Can you please keep us in touch ?
We can understand if it’s complicated or whatever, but having no updates at all is very frustrating. It’s not the first time something like that happens (no communication at all).
You’re right but this only builds the image and pushes it to the registry.
It does NOT deploy it and the problem remains the same if you try to deploy it with: flyctl deploy --image registry.fly.io/your-app-name:deployment-RANDOMKEY
But thanks for pointing the fact that the image builds correctly, it may help the Fly team to solve this quicker.
Now as @AsymetricalData mentioned, the team’s communication is definitely lacking + there’s nothing on https://status.flyio.net/ as if the problem wasn’t even being taken care of or considered…
This is getting very frustrating, especially when I was making a whole tutorial around it…
I feel you @Archer and I won’t defend them on this one…
First off, we’re really sorry this persisted as long as it did and definitely could have done more to communicate what we were doing behind the scenes to try and both reproduce the issue and fix it.
This was a weird one to debug. In the past couple of weeks we’ve been testing out operating system updates on our host fleet. You’ve probably had to update major OS release before and know that it can be a slog to go over every possible settings change and ensure things are performing as expected. We were pretty confident last week that we’d ironed out all the remaining bugs so we moved a really tiny subset of traffic over to some newly rebuilt servers. A small enough amount that the error described here wasn’t showing up clearly on our aggregated logs. And the error was infrequent enough on a single host that we weren’t catching it in the host level logs.
Way down deep in a template inside our config management system we have a conditional that looks for the server’s role in our fleet and uses that to make decisions about how to configure anycast IPs on that host. In order to test the new OS build we slightly changed the server role name. (You can probably see where this is going…) The couple of newly provisioned hosts ended up bringing up the anycast IP for the public fly.dev DNS service.

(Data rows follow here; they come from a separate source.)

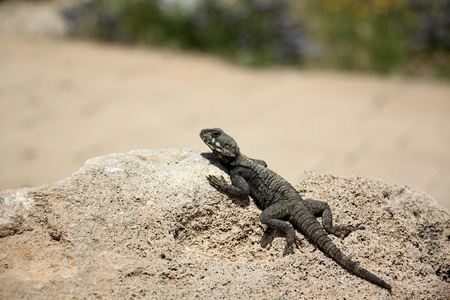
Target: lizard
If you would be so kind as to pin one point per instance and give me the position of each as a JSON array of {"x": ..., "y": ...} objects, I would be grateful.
[{"x": 282, "y": 206}]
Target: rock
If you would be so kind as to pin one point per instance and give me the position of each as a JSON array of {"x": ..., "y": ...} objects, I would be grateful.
[{"x": 146, "y": 224}]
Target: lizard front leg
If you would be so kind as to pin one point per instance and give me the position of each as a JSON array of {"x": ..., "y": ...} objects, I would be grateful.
[{"x": 238, "y": 186}]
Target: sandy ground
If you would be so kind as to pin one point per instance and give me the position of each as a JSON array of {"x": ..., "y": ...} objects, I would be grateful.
[{"x": 63, "y": 102}]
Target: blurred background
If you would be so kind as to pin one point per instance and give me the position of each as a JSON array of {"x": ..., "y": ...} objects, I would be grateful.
[{"x": 343, "y": 87}]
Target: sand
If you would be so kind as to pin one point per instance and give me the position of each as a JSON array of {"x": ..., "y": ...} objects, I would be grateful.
[{"x": 64, "y": 101}]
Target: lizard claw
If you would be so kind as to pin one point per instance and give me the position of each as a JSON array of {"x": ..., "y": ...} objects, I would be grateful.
[
  {"x": 343, "y": 231},
  {"x": 288, "y": 250},
  {"x": 217, "y": 182}
]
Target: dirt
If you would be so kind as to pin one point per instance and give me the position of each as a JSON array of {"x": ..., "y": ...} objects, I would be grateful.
[{"x": 146, "y": 224}]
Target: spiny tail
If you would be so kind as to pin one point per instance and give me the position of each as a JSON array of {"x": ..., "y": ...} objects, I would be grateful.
[{"x": 317, "y": 235}]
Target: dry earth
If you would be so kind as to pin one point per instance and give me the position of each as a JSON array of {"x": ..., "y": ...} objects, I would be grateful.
[
  {"x": 146, "y": 224},
  {"x": 63, "y": 102}
]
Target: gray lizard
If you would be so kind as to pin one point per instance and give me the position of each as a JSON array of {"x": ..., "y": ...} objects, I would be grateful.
[{"x": 281, "y": 204}]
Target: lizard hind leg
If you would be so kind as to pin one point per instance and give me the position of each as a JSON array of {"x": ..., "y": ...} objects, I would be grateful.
[
  {"x": 321, "y": 209},
  {"x": 274, "y": 216}
]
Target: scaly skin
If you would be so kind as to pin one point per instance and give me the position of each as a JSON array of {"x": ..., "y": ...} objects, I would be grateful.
[{"x": 279, "y": 201}]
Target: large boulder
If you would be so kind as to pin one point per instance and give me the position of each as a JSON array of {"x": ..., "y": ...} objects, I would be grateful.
[{"x": 146, "y": 224}]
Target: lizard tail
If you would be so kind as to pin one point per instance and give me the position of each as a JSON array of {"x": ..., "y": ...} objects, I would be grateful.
[{"x": 321, "y": 239}]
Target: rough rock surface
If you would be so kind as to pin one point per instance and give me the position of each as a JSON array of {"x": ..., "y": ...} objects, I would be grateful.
[{"x": 146, "y": 224}]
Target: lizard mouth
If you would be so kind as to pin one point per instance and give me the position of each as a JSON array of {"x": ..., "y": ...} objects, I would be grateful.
[{"x": 219, "y": 142}]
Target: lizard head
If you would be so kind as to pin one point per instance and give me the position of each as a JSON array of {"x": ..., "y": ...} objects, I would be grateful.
[{"x": 224, "y": 146}]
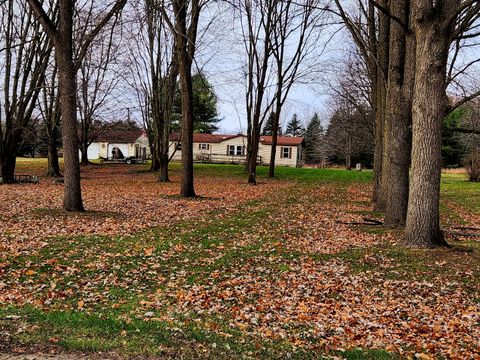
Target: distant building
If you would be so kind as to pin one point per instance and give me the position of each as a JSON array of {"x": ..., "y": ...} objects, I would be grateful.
[
  {"x": 232, "y": 149},
  {"x": 120, "y": 144}
]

You wouldn’t notice this from the server OS because DNS follows a different path than if you’re on a firecracker VM.
But, from within a VM you’ll end up triggering a recursive query for the registry service that is routed to the local server (instead of the global DNS service) which times out. The “server misbehaving” error was misleading and it required some sleuthing to determine exactly what in the path was failing and which timeout was being reached. Ultimately, patching the config management scripts and applying the changes to the server fixed the problem.
The main problem is not that the incident lasted so long, but the lack of communication (as always with Fly)
I think everyone would have appreciated just a message telling us that you were working on it.
Without communication, we didn’t even know if you were aware of the problem, or even if it was being resolved. Very interesting explanation, by the way.